Entre os que se impressionaram com a vitalidade da Micareta está Armando Sampaio, empresário, escritor e observador atento da cultura popular. Armando, que nos anos 80 e 90, como secretário de Turismo no governo Colbert Martins da Silva, organizou diversas micaretas, compartilhou em suas redes sociais uma crônica sobre o episódio.
“Ainda ontem à noite, falei para o meu travesseiro que a Micareta deveria ter sido muito ruim e desanimada”, escreveu. “Afinal, a chuva não deu trégua.”
Mas, na manhã seguinte, teve sua percepção transformada por um relato inesperado.
“Foi minha secretária quem me deu a notícia, ao chegar logo cedo. Como todos os dias, eu estava à mesa da copa fazendo meu leve desjejum. E ela, com a alegria de quem vive plenamente, contou que tinha se esbaldado nas noites da Micareta.” O comentário, feito com naturalidade por quem vive entre a roça da família e o cotidiano da cidade, emocionou Armando — e lhe provocou uma saudável inveja.
Para ele, o episódio revela uma verdade que muitos ignoram: a Micareta continua sendo uma festa do povo. “É preciso que os defensores do fim da festa compreendam: o povo simples, que não pode pagar por viagens ou por shows caros, adora a Micareta”, ressaltou Armando, empolgado. “Essa gente não estica feriadão, não frequenta camarotes, não vê seus ídolos de perto — exceto quando eles descem à avenida.”
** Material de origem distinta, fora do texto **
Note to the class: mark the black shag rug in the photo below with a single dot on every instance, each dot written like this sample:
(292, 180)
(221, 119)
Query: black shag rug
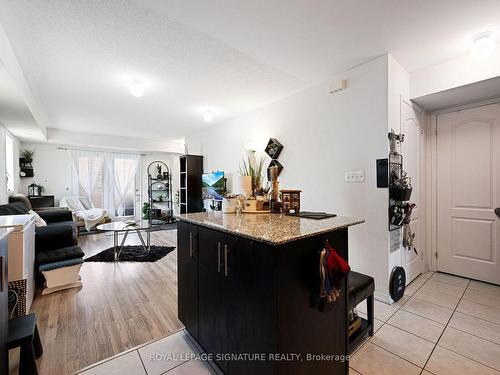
(132, 253)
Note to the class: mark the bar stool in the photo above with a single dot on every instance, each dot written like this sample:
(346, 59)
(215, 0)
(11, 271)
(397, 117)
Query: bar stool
(23, 332)
(361, 287)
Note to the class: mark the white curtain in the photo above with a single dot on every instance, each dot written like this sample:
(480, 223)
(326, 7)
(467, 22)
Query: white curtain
(87, 175)
(122, 171)
(107, 179)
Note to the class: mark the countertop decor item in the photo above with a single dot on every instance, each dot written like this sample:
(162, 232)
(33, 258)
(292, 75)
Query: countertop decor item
(274, 163)
(274, 190)
(290, 200)
(229, 203)
(273, 148)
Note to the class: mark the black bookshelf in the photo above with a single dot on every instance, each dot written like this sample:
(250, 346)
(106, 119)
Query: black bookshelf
(191, 170)
(160, 193)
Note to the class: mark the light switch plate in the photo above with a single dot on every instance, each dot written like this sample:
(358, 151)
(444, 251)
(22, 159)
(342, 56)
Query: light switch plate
(355, 177)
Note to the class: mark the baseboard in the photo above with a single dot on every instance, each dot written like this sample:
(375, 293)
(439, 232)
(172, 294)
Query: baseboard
(383, 297)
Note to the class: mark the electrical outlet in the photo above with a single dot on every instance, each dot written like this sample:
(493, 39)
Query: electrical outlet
(355, 177)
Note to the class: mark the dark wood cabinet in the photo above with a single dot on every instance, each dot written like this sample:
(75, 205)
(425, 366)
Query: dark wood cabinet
(187, 279)
(4, 309)
(258, 298)
(212, 294)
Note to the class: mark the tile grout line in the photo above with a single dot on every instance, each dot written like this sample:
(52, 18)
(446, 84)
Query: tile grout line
(170, 369)
(482, 319)
(464, 356)
(444, 330)
(394, 354)
(385, 322)
(479, 337)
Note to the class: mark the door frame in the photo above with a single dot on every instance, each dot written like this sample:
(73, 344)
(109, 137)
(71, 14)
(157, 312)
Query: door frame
(432, 162)
(423, 218)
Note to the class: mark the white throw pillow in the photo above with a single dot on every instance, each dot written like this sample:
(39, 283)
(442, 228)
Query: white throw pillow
(39, 222)
(86, 203)
(74, 204)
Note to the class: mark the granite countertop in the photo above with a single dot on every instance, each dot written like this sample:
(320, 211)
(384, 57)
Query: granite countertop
(17, 222)
(274, 229)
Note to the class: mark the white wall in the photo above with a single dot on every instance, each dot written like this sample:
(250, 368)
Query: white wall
(52, 169)
(324, 135)
(3, 180)
(454, 73)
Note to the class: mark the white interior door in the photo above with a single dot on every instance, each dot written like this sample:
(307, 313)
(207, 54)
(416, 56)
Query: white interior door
(468, 190)
(412, 151)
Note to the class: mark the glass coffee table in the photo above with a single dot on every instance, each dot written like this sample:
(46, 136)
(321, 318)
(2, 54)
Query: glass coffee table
(125, 227)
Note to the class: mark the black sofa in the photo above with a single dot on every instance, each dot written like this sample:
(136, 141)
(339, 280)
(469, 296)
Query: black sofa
(60, 231)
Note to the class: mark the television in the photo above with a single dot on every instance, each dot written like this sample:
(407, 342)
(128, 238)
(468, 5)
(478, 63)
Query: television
(213, 185)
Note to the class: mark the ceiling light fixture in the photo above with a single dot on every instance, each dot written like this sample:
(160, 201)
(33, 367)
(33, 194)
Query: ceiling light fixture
(483, 45)
(208, 116)
(136, 88)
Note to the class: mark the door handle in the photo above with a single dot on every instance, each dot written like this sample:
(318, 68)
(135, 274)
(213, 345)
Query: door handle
(191, 244)
(218, 257)
(2, 276)
(226, 267)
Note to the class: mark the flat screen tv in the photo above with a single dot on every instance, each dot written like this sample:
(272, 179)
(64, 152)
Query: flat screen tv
(213, 185)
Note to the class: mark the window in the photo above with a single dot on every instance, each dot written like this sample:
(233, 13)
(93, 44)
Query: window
(125, 176)
(108, 180)
(9, 160)
(91, 179)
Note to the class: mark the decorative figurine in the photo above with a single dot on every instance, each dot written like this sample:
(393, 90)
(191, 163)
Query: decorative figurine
(290, 200)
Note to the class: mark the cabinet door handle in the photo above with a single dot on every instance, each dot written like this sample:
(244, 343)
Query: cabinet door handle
(218, 257)
(226, 267)
(2, 276)
(191, 244)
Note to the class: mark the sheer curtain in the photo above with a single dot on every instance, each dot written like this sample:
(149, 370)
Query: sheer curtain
(122, 171)
(107, 179)
(87, 176)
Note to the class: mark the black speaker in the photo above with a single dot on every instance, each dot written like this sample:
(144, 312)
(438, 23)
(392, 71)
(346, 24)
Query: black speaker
(397, 283)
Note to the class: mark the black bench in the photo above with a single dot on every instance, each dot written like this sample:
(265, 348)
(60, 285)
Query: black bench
(361, 287)
(23, 332)
(60, 268)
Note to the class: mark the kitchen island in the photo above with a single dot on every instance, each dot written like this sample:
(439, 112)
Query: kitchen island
(248, 290)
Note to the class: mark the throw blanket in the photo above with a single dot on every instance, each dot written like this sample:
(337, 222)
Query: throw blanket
(91, 216)
(332, 269)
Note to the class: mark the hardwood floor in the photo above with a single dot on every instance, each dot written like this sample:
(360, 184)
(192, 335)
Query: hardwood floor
(120, 306)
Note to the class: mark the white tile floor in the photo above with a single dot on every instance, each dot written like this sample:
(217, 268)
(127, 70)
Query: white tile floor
(444, 325)
(447, 325)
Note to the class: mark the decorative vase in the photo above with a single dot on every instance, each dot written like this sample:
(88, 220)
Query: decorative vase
(246, 186)
(229, 205)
A fala de Armando se inscreve em uma discussão mais ampla sobre o valor das manifestações populares, que muitas vezes são alvo de críticas elitistas ou olhares desinformados. Para ele, é urgente descer dos degraus da arrogância e reconhecer o carnaval fora de época de Feira de Santana como o que ele é: um imenso baile público, expressão legítima da cultura popular baiana.
“Não atribuam pecado à genuína festa baiana”, defendeu. “Não demonizem o grande baile popular. Vão buscar demônios em suas próprias consciências, pregações e ambientes. Viva a Micareta!”
A fala de Armando toca fundo porque não é apenas uma defesa da festa — é também uma convocação ao respeito e à escuta. A Micareta, afinal, nasceu da criatividade do povo e, apesar de ter sido apropriada em parte por interesses políticos e econômicos, ainda carrega em seu núcleo a essência do sonho coletivo, do riso compartilhado, da rua como palco de alegria.
E se o povo ainda sonha com a festa — por que não realizá-la?